Kitty from Kansas City
Kitty from Kansas City was a 1930 song, popularized by the singer Rudy Vallée. The song is about a Midwestern girl called Kitty and her apparent lack of intelligence, and obesity, due to a lyric: "She wasn't hard to see; she weighed 243."
Some recordings have been made by Vallée, the Imperial Dance Orchestra, and Johnny Walker.
Animated film
Kitty from Kansas City | |
---|---|
Screen Songs series | |
Directed by | Dave Fleischer |
Produced by |
Max Fleischer Fleischer Studios |
Voices by |
Little Ann Little (uncredited) Rudy Vallée |
Music by | Rudy Vallée and his Connecticut Yankees |
Distributed by | Paramount Pictures |
Release date(s) | October 31, 1931 |
Color process | B&W |
Running time | 7 mins |
Language | English |
Kitty from Kansas City was the 47th part of the Screen Songs series. It includes an early (although very identical) version of Betty Boop. The title card music is a lyrical variation of the song "Smile, Darn Ya, Smile".
Kitty (Betty) was walking to a Kansas City train station, and she waited for her train to “Rudy Valley”, a place where her friend (Rudy) lives. As she waited, the train’s mail compartment sign snatches her. A mouse writes “Fe” behind mail, as a parody of the word “female”.

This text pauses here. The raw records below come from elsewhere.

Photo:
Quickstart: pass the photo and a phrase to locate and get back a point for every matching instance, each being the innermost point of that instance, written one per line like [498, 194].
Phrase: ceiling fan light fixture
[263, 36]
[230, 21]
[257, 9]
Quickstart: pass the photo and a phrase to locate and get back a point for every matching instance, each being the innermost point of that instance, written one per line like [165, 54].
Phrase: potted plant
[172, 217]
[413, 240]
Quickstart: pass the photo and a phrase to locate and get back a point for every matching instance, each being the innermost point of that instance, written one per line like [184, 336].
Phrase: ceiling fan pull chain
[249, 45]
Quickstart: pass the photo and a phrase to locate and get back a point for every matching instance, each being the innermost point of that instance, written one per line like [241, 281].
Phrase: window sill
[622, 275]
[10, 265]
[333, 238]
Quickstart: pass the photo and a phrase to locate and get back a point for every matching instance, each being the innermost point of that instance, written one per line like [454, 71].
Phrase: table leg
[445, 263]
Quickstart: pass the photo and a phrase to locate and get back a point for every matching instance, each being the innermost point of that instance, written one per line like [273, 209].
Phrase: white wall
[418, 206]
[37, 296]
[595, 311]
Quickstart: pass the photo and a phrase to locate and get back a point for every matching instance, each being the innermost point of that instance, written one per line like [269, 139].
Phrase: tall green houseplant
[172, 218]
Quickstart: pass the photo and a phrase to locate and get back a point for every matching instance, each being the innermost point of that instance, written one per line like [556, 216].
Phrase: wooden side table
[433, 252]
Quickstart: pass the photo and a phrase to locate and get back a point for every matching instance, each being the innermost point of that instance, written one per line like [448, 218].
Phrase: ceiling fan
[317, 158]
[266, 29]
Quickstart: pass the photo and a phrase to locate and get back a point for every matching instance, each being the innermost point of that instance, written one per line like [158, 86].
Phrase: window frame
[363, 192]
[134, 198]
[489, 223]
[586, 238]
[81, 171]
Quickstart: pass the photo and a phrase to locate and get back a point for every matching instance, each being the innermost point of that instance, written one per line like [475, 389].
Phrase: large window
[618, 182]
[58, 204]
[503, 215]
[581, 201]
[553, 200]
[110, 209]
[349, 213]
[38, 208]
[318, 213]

She reaches “Rudy Valley”, where the cartoon changes to a live-action performance of Vallée and his “Connecticut Yankees” singing and playing the song. Then, the scene goes back to the cartoon, where Kitty does some of the antics in the lyrics, the film ending with Kitty unpluggin a water stopping cork in a pond, with a parade of marine creature following Kitty.
The live-action performance (and the second cartoon sequence) have the pre-recorded soundtrack off, by about a second and a half.